17. A contactless biometric authentication system for authenticating a plurality of users without requiring the plurality of users to present any device or personal information, comprising:

an onboarding module configured to enable the plurality of users to register with the contactless biometric authentication system, comprising:

an input module configured to receive registration information from a user of the plurality of users, wherein the registration information comprises at least one of image and a video, a gesture, one or more identity document, and payment information of the user; and

a verification module configured to:

verify the registration information with one or more issuing authority to determine whether they are authentic and are associated with the user;

verify the payment information and associates the payment information with the record of the user; and

a three-dimensional (3D) liveliness detection module configured to:

scan at least one of a body part, a facial expression, and a gesture of the user; and

create a 3D map of the user in real-time based on the scanning; and

an authentication module configured to authenticate an identity of the user by searching for a matching record based on the scanning from a plurality of pre-stored records of the plurality of users, wherein the user is authenticated when the matching record is found, further wherein the authentication module prompts the user to register when the matching record is not found, wherein no personal information is requested from the user for authentication, wherein the 3D liveliness detection module deletes the 3D map of the user after completion of the searching of the matching record; and

a payment module configured to process a payment for a transaction of the user based on the authentication of the user.

18. The contactless biometric authentication system of claim 17, wherein the at least one body part comprises at least one of a face, a palm, a thumb, at least one finger, hand, and at least one eye of the user.

19. The contactless biometric authentication system of claim 17 further comprising an automatic report fetching module configured to enable an entity authorised by the user to access at least one report of the one or more reports of the user after authentication of the user.

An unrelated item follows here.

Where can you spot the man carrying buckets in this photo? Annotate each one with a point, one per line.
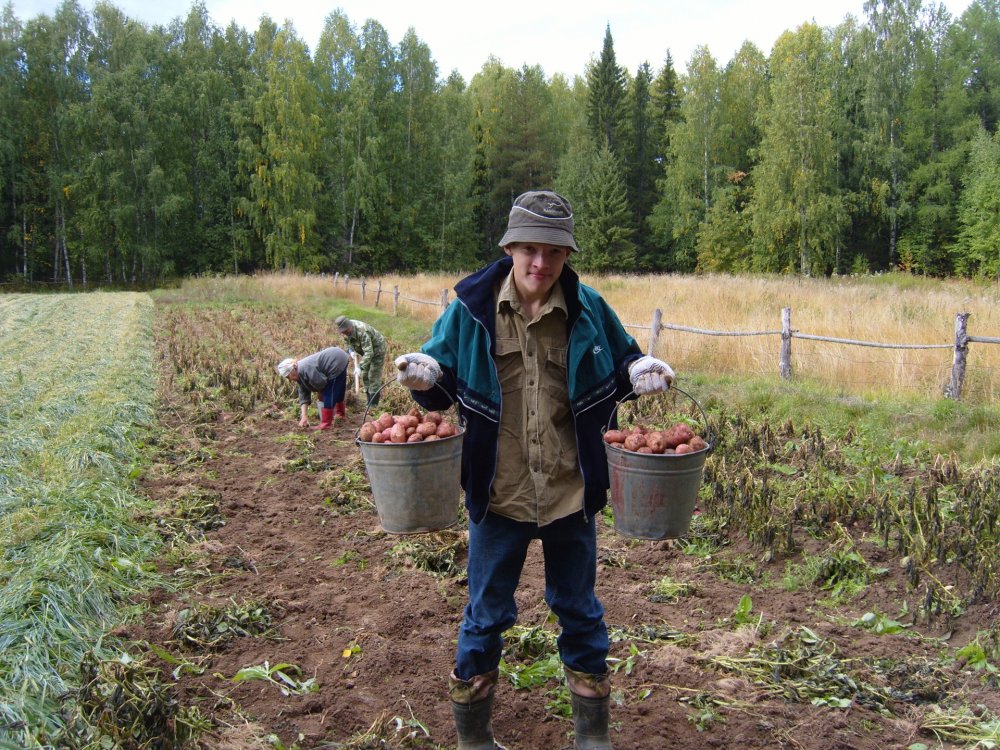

20. A biometric authentication system for authenticating a plurality of users without requesting any personal information or device from the plurality of users, comprising:

an input module configured to receive registration information from a user of the plurality of users, wherein the registration information comprises at least one of image, a video and one or more identity document of the user;

a machine learning module configured to:

detect blur and bad image; and

a verification module configured to:

a three-dimensional (3D) liveliness detection module configured to:

scan a face of the user; and

create a 3D face map of the user in real-time based on the scanning;

an authentication module configured to authenticate an identity of the user by searching for a matching record based on the scanning of the face from a plurality of pre-stored records of the plurality of users, wherein the user is authenticated when the matching record is found, further wherein the authentication module prompts the user to register when the matching record is not found, wherein no personal information is requested from the user for authentication, wherein the 3D liveliness detection module deletes the face map of the user after completion of the searching of the matching record; and

an automatic report fetching module configured to enable an entity authorised by the user to access at least one report of the one or more reports of the user after authentication of the user.